Both Ann Todd and Louis Jourdan fare better, the latter as the wife who is at first bemused and then later steely and determined as she realizes that she has a fight on her hands. Hers is one of the more genuine performances in the movie, her role being easy to understand and drawing sympathy precisely because it is clear she wouldn’t dream of asking for it. One could say it is a very “British” performance, deriving power and feeling from its restraint. Louis Jourdan, on the other hand, simmers with self-disgust. He is a mass of conflicting emotions in and out of the witness box, anger, indignation and shame all call to him simultaneously before eventually consuming him.
Charles Laughton was an actor who could practically eat a film alive, and came awfully close to doing so in Jamaica Inn, his previous collaboration with Hitchcock. The Paradine Case gave him a smaller part, but a juicy one nonetheless and his sardonic and spiteful judge makes for an interesting comparison with the very different jurist he would essay for Billy Wilder a decade later in Witness for the Prosecution. Ethel Barrymore, playing his wife, turns in one of those fey, affected performances she was so adept at, clinging fearfully to the fraying threads of her own sanity. When she witters despairingly to her husband about how callous the years have made him it is hard not to imagine some foreshadowing of the path life has in store for Peck and Todd. Also among the supporting cast are Charles Coburn and Joan Tetzel as Peck’s solicitor friend and his coolly perceptive daughter. Finally, there are small parts for Hitchcock regulars Leo G Carroll and John Williams.

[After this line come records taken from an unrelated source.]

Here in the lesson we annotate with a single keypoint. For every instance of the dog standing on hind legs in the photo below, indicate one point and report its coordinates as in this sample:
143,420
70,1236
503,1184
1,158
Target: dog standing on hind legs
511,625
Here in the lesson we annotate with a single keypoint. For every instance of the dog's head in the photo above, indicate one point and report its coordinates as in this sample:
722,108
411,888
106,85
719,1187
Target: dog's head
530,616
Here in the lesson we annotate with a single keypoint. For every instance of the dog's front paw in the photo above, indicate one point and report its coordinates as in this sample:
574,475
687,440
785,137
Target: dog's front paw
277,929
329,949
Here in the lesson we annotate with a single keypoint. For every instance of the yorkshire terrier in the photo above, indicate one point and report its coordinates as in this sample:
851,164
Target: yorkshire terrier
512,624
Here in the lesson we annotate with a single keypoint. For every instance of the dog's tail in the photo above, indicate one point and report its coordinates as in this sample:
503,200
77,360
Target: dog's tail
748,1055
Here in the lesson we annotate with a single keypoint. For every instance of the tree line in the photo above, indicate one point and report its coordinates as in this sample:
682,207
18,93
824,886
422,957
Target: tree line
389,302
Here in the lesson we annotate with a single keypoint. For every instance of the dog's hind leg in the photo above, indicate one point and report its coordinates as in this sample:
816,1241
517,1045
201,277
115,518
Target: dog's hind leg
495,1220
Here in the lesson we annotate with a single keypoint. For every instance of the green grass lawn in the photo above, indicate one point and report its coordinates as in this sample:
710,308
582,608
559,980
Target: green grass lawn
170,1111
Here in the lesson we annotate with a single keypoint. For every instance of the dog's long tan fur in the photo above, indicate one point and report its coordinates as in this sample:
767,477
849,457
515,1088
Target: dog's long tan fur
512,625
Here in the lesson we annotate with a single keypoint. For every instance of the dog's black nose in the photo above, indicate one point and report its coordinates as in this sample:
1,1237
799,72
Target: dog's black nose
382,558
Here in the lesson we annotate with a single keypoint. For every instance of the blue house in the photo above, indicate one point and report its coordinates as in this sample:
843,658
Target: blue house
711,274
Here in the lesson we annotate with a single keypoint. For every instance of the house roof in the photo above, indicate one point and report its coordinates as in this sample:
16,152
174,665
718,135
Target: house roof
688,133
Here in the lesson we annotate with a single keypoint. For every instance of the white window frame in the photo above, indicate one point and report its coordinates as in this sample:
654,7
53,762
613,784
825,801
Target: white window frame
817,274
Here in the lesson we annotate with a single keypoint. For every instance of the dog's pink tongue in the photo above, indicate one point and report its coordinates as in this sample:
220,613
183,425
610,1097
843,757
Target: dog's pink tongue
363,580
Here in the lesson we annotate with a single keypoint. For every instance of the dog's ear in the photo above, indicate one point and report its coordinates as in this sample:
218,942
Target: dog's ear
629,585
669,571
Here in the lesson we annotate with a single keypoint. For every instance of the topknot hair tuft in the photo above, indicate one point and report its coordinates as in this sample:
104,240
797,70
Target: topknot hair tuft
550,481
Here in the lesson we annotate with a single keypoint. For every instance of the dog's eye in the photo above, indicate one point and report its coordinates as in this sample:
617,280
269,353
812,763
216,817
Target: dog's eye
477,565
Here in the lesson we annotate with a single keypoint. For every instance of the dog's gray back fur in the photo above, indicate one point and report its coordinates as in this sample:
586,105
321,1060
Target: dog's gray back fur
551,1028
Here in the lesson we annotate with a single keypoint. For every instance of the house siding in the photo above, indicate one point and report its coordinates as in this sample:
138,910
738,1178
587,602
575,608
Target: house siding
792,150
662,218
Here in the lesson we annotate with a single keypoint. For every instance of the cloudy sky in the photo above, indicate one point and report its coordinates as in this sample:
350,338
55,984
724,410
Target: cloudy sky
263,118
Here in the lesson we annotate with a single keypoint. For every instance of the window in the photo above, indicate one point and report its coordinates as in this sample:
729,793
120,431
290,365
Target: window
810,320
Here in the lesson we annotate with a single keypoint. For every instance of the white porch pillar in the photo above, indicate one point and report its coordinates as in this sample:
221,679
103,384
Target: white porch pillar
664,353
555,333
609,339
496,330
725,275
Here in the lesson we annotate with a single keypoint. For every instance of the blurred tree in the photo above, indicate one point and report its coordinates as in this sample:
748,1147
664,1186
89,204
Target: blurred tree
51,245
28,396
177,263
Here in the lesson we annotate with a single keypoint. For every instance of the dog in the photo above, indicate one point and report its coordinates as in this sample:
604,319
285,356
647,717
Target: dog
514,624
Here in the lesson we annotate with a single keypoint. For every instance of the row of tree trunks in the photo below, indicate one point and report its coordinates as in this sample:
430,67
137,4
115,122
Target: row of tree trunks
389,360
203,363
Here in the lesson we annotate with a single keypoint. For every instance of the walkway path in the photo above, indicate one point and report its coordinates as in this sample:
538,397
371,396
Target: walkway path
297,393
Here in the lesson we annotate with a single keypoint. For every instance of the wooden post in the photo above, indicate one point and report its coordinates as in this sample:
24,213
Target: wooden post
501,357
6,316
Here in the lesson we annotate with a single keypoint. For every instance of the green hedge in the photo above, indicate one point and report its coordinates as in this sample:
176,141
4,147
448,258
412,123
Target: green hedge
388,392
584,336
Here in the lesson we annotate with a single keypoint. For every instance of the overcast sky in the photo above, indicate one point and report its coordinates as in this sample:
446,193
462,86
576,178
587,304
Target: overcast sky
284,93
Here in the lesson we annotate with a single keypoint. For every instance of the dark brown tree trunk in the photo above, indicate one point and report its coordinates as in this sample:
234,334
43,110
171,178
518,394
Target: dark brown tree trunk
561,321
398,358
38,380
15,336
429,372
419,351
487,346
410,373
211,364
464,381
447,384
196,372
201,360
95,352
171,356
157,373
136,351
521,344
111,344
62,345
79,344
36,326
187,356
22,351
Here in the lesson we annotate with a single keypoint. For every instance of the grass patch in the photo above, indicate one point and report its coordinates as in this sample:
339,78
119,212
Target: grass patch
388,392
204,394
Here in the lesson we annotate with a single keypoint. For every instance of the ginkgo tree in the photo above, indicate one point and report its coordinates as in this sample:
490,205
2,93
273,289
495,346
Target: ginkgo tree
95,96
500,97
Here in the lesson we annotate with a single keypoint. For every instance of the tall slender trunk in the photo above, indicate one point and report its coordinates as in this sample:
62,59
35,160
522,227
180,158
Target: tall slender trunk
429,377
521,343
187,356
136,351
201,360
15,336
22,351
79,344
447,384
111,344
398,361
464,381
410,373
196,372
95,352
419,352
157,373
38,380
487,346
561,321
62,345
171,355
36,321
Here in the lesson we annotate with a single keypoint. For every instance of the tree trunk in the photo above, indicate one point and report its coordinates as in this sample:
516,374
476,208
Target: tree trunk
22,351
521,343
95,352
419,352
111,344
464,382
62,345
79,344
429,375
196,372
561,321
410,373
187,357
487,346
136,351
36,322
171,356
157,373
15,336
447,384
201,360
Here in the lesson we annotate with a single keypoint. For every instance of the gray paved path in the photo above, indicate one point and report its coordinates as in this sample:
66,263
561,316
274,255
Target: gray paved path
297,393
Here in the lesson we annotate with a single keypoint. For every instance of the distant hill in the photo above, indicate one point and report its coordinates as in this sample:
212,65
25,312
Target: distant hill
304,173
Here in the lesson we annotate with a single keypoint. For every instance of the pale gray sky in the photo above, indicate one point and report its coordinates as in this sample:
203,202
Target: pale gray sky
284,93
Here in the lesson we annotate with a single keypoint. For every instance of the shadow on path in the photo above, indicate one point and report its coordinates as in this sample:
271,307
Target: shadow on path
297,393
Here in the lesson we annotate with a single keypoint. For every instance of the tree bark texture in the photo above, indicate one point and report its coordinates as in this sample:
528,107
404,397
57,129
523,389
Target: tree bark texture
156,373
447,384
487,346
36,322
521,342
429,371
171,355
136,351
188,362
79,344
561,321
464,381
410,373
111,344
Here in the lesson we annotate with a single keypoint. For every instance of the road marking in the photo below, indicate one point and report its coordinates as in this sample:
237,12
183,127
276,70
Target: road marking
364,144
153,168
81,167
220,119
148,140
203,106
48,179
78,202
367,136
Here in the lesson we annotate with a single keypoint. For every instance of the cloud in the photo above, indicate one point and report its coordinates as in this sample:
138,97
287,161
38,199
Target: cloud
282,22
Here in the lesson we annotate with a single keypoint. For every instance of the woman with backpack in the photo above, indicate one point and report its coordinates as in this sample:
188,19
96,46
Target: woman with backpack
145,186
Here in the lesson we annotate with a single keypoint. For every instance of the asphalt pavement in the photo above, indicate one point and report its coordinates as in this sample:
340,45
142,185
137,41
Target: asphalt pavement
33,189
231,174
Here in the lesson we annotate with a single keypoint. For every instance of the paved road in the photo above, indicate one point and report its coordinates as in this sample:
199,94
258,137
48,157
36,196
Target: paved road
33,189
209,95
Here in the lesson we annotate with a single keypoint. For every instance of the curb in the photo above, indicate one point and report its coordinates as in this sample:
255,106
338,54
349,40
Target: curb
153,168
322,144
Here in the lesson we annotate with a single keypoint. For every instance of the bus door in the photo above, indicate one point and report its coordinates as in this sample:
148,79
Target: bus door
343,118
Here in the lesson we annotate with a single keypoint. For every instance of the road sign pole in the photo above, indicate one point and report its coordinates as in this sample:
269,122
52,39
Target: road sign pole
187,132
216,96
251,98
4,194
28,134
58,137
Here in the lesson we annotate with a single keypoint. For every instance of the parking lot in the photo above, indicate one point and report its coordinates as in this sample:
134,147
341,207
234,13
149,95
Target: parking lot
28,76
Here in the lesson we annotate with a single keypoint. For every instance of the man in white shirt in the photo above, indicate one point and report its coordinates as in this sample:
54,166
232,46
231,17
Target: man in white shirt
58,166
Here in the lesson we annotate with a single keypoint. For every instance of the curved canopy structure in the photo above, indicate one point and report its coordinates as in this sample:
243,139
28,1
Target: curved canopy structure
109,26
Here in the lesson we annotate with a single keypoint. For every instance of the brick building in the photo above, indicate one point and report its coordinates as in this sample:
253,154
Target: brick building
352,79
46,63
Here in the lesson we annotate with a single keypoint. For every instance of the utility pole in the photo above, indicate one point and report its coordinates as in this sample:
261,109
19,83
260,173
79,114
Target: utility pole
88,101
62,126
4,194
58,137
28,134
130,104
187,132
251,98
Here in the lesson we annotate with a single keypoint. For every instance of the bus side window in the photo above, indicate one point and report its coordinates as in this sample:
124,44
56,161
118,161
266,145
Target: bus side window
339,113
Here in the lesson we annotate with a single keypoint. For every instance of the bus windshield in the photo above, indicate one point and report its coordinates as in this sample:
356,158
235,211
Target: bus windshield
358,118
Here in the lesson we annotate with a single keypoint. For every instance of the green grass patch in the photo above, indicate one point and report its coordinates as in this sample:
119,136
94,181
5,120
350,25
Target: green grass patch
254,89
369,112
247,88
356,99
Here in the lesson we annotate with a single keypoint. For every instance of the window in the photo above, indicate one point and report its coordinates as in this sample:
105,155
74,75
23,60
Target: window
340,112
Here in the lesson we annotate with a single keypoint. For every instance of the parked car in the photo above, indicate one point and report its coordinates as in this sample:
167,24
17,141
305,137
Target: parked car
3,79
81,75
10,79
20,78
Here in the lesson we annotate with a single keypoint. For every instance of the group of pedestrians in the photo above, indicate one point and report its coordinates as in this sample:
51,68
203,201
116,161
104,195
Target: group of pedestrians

I am of the opinion that there is no genuinely bad Hitchcock film between The Man Who Knew Too Much in 1934 and Torn Curtain in 1966, while there are a number of undoubted classics as well as a few masterpieces in there. Sure some of the others are weaker and less successful and I’ll admit there are one or two which I do not like all that much. The Paradine Case is one of those frustratingly weak efforts. It looks sumptuous, has a superb cast and a premise brimming with potential. Yet the finished product is less than the sum of its parts and proves disappointing overall, failing to engage as fully as one would hope. Personally, I believe the blame can be placed on the writing – and Selznick seems to have been responsible for much of this – where the courtroom scenes are lacking in sparkle and snap and the portrayal of the leads saps all sympathy. In the final analysis, while it is certainly worth watching and has its moments this is a mediocre film that, had circumstances been slightly different, might have been a great one.